A breakthrough would also require the US to have the dexterity to lift sanctions as part of a deal. But it is not clear that the US government is paying close attention nor that there is political will for such responsiveness. For the sectors who have pushed for sanctions on Venezuela, sanctions are an end in themselves and are considered important political achievements to be protected and expanded, not rolled back.

A further complicating factor for the opposition is that different sectors of the international community support different factions of the opposition, reducing these factions’ willingness to cooperate with each other. Earlier this month, just as leaders of the opposition coalition were sitting down to negotiate with the Maduro government, exiled opposition radical Antonio Ledezma was making the rounds in Washington and succeeded in convincing Secretary General of the Organization for American States Luis Almagro, as well as some DC think tanks, that he was the leader of the “true” opposition and that those in the Dominican Republic were not actually supported by the opposition base. Shortly before the negotiation began, Venezuela’s democratically elected National Assembly, which still sessions despite not having institutional power, voted 82 to 3 to support the negotiations. Ledezma’s faction accounted for the three dissenting votes. Yet many US officials and DC opinion-makers now agree with this radical minority that negotiations are counter-productive and there is no electoral solution to the crisis. If the US tries to influence the opposition coalition based on these views, it could prevent it from unifying and developing a viable strategy for 2018.

Do you believe the International Court of Justice, for example, could intervene to prevent the Venezuelan political system to collapse?

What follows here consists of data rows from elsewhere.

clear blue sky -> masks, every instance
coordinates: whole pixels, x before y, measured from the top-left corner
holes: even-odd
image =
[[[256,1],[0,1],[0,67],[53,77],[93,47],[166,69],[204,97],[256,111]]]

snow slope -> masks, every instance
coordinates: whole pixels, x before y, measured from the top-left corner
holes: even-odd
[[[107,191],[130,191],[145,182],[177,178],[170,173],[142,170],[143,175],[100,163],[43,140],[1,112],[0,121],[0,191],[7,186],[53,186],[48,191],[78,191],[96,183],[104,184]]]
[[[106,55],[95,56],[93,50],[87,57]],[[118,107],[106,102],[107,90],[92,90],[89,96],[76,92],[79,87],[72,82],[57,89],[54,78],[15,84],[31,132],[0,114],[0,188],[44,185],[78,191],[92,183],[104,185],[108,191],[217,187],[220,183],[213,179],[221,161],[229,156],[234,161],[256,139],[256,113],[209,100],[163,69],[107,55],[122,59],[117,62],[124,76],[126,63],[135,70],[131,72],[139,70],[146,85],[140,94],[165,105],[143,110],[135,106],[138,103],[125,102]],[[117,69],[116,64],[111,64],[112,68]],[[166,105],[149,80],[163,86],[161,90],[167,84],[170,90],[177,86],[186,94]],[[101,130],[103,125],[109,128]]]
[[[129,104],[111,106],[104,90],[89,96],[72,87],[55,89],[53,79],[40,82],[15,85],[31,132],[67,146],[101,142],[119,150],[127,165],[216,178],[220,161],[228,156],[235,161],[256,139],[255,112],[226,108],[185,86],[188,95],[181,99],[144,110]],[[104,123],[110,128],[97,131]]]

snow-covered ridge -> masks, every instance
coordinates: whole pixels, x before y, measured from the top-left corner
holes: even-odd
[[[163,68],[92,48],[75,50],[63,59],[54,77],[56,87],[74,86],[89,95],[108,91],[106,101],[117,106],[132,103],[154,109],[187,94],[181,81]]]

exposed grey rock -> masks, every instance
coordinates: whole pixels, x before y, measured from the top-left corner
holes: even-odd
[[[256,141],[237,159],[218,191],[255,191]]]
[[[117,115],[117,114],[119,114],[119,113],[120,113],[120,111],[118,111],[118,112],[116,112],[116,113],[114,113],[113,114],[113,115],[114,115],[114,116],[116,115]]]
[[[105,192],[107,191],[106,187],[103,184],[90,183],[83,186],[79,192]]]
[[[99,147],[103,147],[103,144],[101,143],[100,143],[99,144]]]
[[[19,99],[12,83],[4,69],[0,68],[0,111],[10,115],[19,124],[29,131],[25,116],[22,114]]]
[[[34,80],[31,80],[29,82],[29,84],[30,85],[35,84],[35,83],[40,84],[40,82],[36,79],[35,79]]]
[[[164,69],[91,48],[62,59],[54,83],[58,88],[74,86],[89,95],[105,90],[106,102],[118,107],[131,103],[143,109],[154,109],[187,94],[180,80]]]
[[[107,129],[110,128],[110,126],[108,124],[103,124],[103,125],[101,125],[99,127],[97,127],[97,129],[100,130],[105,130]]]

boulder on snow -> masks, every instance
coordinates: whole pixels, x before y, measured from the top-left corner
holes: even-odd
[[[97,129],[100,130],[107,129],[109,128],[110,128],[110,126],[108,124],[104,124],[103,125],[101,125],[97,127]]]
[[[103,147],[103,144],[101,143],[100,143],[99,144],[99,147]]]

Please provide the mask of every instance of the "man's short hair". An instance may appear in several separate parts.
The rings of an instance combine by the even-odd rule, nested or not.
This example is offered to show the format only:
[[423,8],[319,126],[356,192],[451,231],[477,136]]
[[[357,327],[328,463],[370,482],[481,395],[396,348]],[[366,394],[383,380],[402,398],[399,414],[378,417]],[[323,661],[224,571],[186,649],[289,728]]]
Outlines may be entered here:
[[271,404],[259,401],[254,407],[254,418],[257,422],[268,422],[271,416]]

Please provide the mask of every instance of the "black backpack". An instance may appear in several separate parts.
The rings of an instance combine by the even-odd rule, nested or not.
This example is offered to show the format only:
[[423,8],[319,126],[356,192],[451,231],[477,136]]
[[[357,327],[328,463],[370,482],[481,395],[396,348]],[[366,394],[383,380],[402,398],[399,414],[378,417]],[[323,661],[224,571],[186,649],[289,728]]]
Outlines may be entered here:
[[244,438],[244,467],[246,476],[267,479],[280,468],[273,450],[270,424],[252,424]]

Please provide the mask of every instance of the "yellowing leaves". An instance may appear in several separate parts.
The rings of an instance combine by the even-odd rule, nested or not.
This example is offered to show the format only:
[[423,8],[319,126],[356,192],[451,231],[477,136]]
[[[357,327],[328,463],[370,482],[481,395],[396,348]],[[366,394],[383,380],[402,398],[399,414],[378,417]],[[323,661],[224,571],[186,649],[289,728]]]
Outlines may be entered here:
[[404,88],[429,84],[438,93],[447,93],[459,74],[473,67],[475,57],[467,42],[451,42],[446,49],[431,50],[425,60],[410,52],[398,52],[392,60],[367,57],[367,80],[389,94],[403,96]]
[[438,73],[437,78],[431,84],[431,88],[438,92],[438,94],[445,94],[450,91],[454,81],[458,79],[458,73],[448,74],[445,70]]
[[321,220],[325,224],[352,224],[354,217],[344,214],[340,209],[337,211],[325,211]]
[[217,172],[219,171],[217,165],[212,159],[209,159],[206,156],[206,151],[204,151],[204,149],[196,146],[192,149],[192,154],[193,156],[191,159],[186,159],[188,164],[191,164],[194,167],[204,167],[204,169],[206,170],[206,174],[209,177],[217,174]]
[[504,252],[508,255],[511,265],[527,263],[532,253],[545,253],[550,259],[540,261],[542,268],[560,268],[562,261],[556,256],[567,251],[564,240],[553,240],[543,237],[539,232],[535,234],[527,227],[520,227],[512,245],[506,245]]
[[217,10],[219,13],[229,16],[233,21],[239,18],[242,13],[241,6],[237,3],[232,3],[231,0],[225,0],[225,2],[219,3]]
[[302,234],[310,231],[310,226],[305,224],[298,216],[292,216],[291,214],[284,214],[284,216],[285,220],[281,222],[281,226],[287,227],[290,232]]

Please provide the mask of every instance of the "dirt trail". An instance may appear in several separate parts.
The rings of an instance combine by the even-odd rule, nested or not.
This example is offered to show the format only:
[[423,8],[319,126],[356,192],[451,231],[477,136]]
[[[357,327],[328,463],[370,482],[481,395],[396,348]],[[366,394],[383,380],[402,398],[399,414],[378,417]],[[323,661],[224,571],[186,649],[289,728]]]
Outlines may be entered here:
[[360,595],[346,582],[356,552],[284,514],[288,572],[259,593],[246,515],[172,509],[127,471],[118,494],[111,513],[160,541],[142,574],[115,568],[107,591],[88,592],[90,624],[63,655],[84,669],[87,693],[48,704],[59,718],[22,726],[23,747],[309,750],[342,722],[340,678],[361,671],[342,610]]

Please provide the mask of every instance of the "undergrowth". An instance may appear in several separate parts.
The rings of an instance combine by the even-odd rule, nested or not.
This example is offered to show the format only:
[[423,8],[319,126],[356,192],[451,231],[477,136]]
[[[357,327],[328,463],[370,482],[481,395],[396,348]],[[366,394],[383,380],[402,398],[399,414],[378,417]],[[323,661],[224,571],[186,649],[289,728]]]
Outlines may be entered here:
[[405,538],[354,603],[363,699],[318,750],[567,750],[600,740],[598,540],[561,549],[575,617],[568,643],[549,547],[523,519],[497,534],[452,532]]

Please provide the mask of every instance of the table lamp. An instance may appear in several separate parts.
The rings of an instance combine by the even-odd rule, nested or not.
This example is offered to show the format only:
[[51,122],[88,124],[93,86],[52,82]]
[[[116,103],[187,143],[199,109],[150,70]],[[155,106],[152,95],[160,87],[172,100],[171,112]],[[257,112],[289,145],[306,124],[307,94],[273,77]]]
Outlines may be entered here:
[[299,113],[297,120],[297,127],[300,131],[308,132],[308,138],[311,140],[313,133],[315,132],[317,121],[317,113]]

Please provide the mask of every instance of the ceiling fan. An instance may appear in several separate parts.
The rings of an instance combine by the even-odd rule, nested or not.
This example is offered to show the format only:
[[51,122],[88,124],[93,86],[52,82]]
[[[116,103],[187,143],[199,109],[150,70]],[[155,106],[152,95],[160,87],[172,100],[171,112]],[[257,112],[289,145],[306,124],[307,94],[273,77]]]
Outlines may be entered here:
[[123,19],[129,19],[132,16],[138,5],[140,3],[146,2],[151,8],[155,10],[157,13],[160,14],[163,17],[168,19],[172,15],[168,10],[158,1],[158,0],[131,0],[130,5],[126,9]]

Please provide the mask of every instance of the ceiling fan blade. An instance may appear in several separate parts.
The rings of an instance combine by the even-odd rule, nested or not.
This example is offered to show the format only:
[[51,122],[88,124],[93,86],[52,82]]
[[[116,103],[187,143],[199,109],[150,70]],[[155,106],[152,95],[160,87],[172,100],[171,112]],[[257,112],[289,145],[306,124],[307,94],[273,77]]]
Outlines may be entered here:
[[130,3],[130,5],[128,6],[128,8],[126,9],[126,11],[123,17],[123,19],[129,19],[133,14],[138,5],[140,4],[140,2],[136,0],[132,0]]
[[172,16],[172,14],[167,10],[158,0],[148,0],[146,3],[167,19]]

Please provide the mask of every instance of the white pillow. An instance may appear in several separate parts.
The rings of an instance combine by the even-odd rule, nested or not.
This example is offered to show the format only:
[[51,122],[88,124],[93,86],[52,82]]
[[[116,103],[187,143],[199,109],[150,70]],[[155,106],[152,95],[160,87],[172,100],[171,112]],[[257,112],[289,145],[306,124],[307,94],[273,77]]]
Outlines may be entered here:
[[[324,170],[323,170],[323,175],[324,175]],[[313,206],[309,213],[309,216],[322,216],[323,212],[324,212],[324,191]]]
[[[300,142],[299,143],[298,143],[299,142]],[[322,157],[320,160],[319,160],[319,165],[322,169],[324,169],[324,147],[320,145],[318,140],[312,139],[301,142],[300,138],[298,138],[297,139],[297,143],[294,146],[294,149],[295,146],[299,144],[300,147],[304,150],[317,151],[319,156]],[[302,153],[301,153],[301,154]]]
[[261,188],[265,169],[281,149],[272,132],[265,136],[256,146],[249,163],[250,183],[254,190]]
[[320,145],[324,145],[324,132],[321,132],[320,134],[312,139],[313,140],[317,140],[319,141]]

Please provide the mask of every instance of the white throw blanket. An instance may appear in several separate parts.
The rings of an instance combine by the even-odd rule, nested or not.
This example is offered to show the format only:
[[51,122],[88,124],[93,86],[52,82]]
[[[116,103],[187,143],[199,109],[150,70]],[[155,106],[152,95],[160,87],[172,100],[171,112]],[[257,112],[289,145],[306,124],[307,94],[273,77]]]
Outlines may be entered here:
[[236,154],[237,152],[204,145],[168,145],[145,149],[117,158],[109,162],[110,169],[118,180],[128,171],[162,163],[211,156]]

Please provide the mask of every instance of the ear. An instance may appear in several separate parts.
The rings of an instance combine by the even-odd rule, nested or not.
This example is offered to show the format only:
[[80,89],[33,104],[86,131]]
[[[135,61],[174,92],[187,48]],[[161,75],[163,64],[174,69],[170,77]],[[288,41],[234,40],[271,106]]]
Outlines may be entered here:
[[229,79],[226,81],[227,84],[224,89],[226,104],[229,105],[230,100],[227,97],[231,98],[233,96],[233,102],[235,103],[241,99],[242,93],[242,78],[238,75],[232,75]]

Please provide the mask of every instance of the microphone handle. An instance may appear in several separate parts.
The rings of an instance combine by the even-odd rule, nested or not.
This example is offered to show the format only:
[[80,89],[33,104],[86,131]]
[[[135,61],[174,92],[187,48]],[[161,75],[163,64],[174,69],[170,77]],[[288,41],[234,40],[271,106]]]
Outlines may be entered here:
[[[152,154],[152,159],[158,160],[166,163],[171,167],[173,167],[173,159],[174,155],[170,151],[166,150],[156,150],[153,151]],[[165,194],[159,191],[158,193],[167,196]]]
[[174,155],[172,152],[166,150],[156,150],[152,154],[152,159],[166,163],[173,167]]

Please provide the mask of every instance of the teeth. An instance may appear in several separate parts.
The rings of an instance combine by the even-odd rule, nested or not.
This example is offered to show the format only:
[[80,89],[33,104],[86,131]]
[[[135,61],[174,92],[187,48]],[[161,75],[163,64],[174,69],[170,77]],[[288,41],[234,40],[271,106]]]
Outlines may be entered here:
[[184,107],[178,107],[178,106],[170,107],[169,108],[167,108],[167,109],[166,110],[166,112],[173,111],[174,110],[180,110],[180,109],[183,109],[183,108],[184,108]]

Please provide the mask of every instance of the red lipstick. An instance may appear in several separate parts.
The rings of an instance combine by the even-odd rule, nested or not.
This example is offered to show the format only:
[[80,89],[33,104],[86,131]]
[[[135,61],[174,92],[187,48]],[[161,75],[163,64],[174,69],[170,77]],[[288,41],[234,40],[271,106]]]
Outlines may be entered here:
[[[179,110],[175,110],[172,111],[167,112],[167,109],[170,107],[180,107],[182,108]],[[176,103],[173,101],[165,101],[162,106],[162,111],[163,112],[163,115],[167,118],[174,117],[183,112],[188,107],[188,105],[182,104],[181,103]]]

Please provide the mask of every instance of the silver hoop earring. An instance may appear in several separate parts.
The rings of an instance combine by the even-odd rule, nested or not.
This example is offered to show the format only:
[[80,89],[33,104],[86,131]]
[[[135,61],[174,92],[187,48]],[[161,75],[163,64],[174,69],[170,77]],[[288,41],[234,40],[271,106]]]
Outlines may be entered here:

I do not think the ICJ or the International Criminal Court can act in such away to prevent further collapse of Venezuela’s institutions. They can try judicial cases and that ups the ante overall, but does not provide a political solution. At this point only some sort of “group of friends” that mediates the political conflict can have an impact. The current round of negotiations in the Dominican Republic is a good start. Of course any success will depend on the willingness of the parties, mainly the government. This seems unlikely in the short term, but could happen later in 2018 as the situation gets ever worse.

A group of friends would have the most impact if it were backed by the United Nations–perhaps using the figure of a special representative–and included a team that could put forward a viable plan for transitional justice. Officials in the Maduro government are not just going to give up and feed themselves to the wolves. They are not going to agree to any kind of transition unless they get trustworthy assurances of some sort of personal and political viability after a transition. As can be seen in the Colombian case, such plans are controversial and difficult to implement. But in a context in which one group has control of all of the institutions, money and guns, it’s the only hope.